Recruiting for private equity is notoriously competitive. This field attracts leading talent, and top firms will snag the top 1% of that talent.
If you’re a smaller firm or new to private equity recruiting, you must understand the recruiting process used across the board.
Here we’ll outline the private equity recruiting process and what you can do to get in the game of attracting great talent. This article discusses different components of recruiting, questions you’ll want to ask during the interview, and the benefits of hiring a recruitment firm to source your talent.
The Three Paths Used In Private Equity Recruiting
Private equity is a competitive field that hires talent from specific areas. To attract the best and most qualified talent for your firm, these are the three paths to consider.
Path 1: Undergraduate Analyst
Some students set on a career in private equity accept junior-level roles in private equity with the hopes of breaking into the field.
Private Equity Analysts are becoming increasingly common at mega-funds and otherwise larger funds in more developed markets. They’re also more common in some markets outside the US, such as Brazil.
These analysts have experience with:
- Conducting research for firms
- Ratio analysis
- Providing interpretations of private companies
- Using due diligence and financial modeling to evaluate the benefits of investing in certain companies
- Raising money from private companies
- Managing a fund or portfolio
These junior analysts have practice applying the fundamental skills needed to succeed in private equity.
Path 2: Investment Banking Analyst
This is the most common way to recruit private equity talent.
If you’re a smaller firm, you’re more likely to attract talent from middle-market and boutique banks, as Investment Banking Analysts working at elite banks often get recruited by target private equity firms.
Path 3: Transitioning From Another Private Equity Firm
Private equity recruiting sometimes involves finding talent from other firms.
This is the least likely way to attract talent, especially if you’re at a newer or smaller firm, but it’s worth considering if the right candidate comes across your radar.
It’s doubtful you’ll recruit anyone outside these three pathways, even if you’re a smaller or newer firm. These are the pathways that contribute the best, most equipped talent.
The on-cycle recruitment process applies to analysts at elite banks and occurs within a few months of their start date in the analyst role. Offers from private equity firms are given for 1.5 to 2 years out.
The on-cycle recruiting process is where the top few private equity firms snag their talent.

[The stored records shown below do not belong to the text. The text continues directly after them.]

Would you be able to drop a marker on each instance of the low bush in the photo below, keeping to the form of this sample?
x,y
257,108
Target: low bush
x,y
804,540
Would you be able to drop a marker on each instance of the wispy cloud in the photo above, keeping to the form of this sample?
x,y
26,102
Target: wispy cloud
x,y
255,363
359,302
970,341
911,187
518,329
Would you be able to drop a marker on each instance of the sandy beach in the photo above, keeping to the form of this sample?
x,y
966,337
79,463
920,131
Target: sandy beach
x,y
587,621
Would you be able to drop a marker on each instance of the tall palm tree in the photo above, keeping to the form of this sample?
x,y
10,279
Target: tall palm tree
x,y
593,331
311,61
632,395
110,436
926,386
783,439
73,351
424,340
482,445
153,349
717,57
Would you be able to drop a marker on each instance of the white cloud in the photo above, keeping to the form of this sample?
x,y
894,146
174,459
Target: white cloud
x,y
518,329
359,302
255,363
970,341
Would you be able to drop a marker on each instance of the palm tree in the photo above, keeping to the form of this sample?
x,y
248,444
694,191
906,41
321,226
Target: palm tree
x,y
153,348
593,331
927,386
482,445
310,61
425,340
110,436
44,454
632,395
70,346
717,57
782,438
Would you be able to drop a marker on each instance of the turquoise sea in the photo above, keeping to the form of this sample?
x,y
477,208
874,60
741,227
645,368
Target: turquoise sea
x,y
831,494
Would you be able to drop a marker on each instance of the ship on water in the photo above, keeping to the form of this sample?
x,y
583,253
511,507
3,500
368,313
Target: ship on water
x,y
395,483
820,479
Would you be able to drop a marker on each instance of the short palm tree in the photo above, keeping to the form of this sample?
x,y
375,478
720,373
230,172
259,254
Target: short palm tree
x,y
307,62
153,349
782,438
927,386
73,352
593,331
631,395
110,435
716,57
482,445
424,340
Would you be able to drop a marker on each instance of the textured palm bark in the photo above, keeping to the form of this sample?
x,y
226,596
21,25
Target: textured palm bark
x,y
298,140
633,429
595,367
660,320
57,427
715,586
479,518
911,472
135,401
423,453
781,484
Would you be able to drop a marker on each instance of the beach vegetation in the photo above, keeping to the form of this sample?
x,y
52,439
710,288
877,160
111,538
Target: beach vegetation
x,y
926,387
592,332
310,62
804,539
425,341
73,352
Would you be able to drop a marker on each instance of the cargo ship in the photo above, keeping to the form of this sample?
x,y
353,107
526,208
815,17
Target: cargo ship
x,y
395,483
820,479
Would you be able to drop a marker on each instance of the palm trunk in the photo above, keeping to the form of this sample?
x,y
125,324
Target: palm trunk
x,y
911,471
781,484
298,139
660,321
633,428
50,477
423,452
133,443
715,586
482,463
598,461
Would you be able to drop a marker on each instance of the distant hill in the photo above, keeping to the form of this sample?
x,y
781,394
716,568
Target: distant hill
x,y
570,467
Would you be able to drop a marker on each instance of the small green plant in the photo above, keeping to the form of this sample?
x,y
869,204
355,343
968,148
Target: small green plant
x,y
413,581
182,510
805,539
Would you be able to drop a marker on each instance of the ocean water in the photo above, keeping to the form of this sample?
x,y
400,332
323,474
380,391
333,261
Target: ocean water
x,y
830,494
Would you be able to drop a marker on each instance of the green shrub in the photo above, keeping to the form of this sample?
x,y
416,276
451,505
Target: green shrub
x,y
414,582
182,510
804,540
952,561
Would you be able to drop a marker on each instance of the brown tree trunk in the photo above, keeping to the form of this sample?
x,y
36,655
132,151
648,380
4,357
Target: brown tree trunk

If you’re a smaller firm, your best bet is off-cycle recruiting.
Off-cycle recruiting applies to smaller firms and those outside New York.
While on-cycle recruiting can wrap up in a matter of days, off-cycle recruiting takes months. As a smaller or newer firm, you’ll take your time evaluating different candidates and their ability to fit into your firm.
Rather than extending offers with start dates in a couple of years, off-cycle recruiting means extending offers with more immediate start dates, typically in the next few weeks.
Your first point of contact with most candidates during the private equity recruiting process will be their resumes. The following qualities make up the resumes of candidates being recruited into top firms, so this serves as a guideline for you to apply to your talent pool.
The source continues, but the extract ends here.